On March 20th, 2017, the National Court of Justice issued a resolution entitled "Rules for the Annulment of Arbitral Award". The resolution sought to define a clear procedure to adjudicate the annulment actions against arbitral awards established in Article 31 of the Arbitration and Mediation Act, which provides the following:
“... The annulment action against an arbitral award may be filed before the arbitrator or arbitral tribunal, for the adjudication of the corresponding president of the superior court of justice, within ten days from the date it became final. Once the annulment action has been filed, the arbitrator or arbitral tribunal within a period of three days, shall refer the case to the president of the superior court of justice, who shall resolve the action within the term of thirty days counted from the date that it first knew the cause. The action of annulment presented outside the indicated term, will not be considered filed and will not be accepted for proceedings...”
With this resolution, the heated discussion about whether or not ordinary or extraordinary appeals are available against the decision issued by the President of the Provincial Court is left aside, as it states:
“Art. 4.- From the decision issued by the President of the Provincial Court, there will be no appeal, except for clarification or extension.”

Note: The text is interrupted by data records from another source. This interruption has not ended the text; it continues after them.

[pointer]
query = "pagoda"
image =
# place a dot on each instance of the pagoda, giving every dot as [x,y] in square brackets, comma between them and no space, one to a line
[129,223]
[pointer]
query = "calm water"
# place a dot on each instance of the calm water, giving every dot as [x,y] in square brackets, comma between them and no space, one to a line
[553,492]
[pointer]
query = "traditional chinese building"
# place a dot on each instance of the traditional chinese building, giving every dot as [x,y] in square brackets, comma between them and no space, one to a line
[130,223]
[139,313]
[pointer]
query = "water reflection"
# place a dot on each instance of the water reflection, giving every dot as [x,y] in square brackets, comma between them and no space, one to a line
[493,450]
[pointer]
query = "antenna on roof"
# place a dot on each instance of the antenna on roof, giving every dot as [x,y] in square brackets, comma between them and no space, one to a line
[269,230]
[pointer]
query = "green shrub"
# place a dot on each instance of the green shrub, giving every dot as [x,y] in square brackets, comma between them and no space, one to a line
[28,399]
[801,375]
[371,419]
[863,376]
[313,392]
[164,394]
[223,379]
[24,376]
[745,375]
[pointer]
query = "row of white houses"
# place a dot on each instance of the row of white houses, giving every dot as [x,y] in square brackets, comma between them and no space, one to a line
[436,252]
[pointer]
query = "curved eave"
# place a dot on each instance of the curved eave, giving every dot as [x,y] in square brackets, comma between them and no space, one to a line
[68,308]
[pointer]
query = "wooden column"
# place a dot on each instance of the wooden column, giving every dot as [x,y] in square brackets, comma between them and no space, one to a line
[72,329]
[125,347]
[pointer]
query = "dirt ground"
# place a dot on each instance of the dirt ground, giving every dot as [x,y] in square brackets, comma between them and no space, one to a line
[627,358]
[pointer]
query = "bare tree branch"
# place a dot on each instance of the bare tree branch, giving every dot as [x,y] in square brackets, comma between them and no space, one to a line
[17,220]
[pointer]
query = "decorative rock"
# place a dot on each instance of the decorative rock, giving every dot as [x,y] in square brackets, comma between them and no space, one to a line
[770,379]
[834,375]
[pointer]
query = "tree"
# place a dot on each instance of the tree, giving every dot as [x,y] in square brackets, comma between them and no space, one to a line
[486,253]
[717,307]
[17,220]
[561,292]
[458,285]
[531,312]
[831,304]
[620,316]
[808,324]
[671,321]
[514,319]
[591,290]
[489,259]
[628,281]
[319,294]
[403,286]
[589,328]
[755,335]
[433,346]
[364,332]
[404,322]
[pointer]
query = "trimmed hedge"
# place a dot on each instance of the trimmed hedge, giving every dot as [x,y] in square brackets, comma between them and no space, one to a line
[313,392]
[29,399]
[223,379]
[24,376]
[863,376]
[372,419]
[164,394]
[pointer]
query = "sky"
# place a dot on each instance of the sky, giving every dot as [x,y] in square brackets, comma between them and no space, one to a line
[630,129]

However, it is not clear whether the parties may file an Extraordinary Action of Protection against the decision handed down in these proceedings. The Constitutional Court, in previous occasions, has indicated the availability of this constitutional action, even, in against the arbitration award itself for the protection of rights guaranteed in the Magna Carta.
Leaving aside this question, it is necessary to analyze whether Article 4 of the resolution, quoted above, is a triumph for arbitration or not. On the one hand, it is clear that both from the point of view of the parties and from that of society at large, it is not healthy to perpetuate conflicts. Therefore, a definitive solution to the controversies is desirable. In this sense, the resolution in question seeks to accelerate the proceeding in an annulment trial.
On the other hand, the fact that the fate of a decision (arbitral award) is left solely on the hands of the corresponding President of the Provincial Court creates uncertainty because the award could be invalidated. Especially considering that an arbitral award is the result of an expensive procedure, which has been decided by specialized arbitrators, almost always appointed by the parties, and which, in most cases is complex, with a large amount of evidence and documents. In this regard, there are many jurisdictions where decisions regarding the annulment of arbitral awards can be reviewed, which has resulted in the highest judicial bodies in such jurisdictions issuing the most relevant decisions in the field.
Therefore, the question remains, whether this speed will sacrifice arbitration practice and the quality of decisions. What is clear is that the mere fact that the National Court has issued a ruling on arbitration practice is good news. We hope that along with this,other initiatives that seek to train the Presidents of the Provincial Courts will come.